From the perspective of Jewish history, the story of Edgardo Levi Mortara was a minor event in a long history of Christian persecution. Nevertheless, it had an important impact on world history.
Salomone and Marianna Mortara were a Jewish couple who lived in Bologna, which was then part of the Papal States. On June 23, 1858, they were completely unprepared when a troop of police came to their home, seized 6 year old Edgardo and took him to the local House of Catechumens, an institute dedicated to convert Jews. Edgardo was brought there because the family’s former maid (whom it had been illegal for the Mortaras to have employed since Jews were not allowed to hire Catholic domestics) told her priest that she had baptized the boy during a serious infantile illness. According to Papal law, a Catholic child, even one baptized by a lay person in such strange circumstances, could not be raised by Jews. The story of young Edgardo caught the attention of Pope Pius IX, who then took a personal interest in educating the boy.
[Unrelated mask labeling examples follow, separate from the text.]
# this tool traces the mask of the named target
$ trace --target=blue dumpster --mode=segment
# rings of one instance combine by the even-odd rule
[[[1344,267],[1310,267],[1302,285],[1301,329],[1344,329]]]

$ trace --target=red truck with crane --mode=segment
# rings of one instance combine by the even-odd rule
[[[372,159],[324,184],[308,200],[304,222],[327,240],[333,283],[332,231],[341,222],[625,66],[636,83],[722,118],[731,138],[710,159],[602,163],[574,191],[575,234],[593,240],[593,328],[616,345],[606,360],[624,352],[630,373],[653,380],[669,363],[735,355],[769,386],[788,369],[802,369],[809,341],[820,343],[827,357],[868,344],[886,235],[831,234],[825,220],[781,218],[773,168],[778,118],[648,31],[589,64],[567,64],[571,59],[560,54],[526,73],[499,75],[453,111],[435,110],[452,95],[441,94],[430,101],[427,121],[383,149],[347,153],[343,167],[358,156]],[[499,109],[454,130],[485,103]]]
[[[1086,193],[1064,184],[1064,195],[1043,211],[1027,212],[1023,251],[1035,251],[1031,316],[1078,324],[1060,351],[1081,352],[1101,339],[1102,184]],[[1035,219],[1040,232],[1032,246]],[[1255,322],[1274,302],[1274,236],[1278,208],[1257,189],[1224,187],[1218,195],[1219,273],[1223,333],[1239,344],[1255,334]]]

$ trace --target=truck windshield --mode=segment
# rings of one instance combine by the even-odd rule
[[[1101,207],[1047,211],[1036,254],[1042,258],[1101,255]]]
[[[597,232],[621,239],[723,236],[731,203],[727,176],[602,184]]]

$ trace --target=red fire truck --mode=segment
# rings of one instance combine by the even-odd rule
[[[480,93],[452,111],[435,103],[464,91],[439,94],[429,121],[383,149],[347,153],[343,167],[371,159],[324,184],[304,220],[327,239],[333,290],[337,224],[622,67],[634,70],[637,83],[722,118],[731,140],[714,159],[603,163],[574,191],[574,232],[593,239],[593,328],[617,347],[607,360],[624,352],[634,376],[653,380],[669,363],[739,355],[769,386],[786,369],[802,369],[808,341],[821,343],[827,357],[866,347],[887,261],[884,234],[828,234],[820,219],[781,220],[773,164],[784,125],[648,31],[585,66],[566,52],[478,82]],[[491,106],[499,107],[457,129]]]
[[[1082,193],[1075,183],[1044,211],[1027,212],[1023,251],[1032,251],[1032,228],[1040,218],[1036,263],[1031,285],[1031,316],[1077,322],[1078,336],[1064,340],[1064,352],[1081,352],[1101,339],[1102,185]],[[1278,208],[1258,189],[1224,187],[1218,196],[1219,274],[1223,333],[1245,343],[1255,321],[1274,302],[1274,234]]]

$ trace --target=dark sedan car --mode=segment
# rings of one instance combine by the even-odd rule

When the Mortaras begged for their child to be returned, the Pope offered to do so if the whole family would convert. They refused. When they publicized their plight, there was a wave of international pressure for Edgardo to be released. Even Napoleon III of France and Emperor Franz Joseph I of Austria, both Catholic, spoke out for his return to his family. The Pope’s response was: “I couldn’t care less what the world thinks.”
The effect of the Pope’s attitude was to incite the already high emotions of those who felt that the church had too much power. It was one more spark in the already burning desire for revolution. In 1859, a revolution began that ended with a unified Italy and Papal power limited to the City of Rome. The Mortara incident also instigated the creation of the Alliance Israelite Universelle, which served as an advocate for Jewish rights in many countries.
Taken when he was young and impressionable, submerged in church doctrine and personally doted on by the Pope, Edgardo chose, when reunited with his family at the age of 19, to remain Catholic. In fact, he became a priest and often preached to Jews with the intent to convert. Edgardo Mortara died on March 11, 1940.